Thursday, February 17, 2011

Banks want higher downpayments from buyers

WASHINGTON – Feb. 17, 2011 – Banks increasingly tell borrowers that if they want to buy a home, they need to come with a higher downpayment. The reason: Banks hope to minimize the risk they’re taking on should home prices continue to fall. Plus, banks say larger downpayments discourage delinquencies.

The Obama administration last week called for gradually increasing downpayments to a minimum of 10 percent on conventional loans that can be bought or guaranteed by Fannie Mae and Freddie Mac.

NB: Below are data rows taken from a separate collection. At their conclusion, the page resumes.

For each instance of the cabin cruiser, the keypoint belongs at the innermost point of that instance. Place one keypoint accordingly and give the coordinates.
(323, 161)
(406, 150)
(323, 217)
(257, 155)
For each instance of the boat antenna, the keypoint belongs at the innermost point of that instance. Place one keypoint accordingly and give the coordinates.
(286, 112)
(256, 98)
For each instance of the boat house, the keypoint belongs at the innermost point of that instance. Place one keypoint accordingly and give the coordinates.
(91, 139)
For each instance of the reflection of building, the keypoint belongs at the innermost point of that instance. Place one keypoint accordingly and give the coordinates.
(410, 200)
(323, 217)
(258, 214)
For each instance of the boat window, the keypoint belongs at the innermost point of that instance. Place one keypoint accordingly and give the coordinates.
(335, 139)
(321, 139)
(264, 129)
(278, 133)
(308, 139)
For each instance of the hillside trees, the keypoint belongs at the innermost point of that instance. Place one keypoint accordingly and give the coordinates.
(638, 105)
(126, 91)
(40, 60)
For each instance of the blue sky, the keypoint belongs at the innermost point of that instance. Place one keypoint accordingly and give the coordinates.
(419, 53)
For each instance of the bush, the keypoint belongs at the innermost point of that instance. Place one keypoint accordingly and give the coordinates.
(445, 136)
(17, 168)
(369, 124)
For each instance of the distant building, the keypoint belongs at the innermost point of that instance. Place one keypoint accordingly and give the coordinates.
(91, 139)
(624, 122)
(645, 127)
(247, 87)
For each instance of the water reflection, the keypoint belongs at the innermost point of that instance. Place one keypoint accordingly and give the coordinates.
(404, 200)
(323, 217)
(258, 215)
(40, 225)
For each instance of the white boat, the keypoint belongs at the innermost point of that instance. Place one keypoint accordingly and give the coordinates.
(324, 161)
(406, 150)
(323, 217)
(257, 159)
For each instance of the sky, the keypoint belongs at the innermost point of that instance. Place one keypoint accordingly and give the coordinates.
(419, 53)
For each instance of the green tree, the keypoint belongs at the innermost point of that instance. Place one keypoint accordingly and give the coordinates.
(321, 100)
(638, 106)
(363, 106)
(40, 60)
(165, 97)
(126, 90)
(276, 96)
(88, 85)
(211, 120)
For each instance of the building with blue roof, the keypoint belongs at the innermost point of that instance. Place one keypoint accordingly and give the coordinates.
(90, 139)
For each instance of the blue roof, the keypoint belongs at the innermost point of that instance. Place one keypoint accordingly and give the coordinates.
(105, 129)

The median downpayment in nine major U.S. cities rose to 22 percent in the fourth quarter of 2010 on properties purchased through conventional mortgages – the highest in median downpayment since the data started being tracked in 1997, according to a Wall Street Journal and Zillow.com analysis.

In the late 1990s, median downpayments once averaged 20 percent in the nine metro cities Zillow analyzed, but in 2001 they started inching downward as banks began requiring little or no down payment in some cases during the housing boom.

Now banks want more, believing that the more a buyer has invested, the less likely they are to default.

Borrowers who can’t afford the higher downpayments are seeking assistance elsewhere, such as loans for veterans or those backed by the Federal Housing Administration that requires a 3.5 percent downpayment, or loans by the United States Department of Agriculture for rural areas.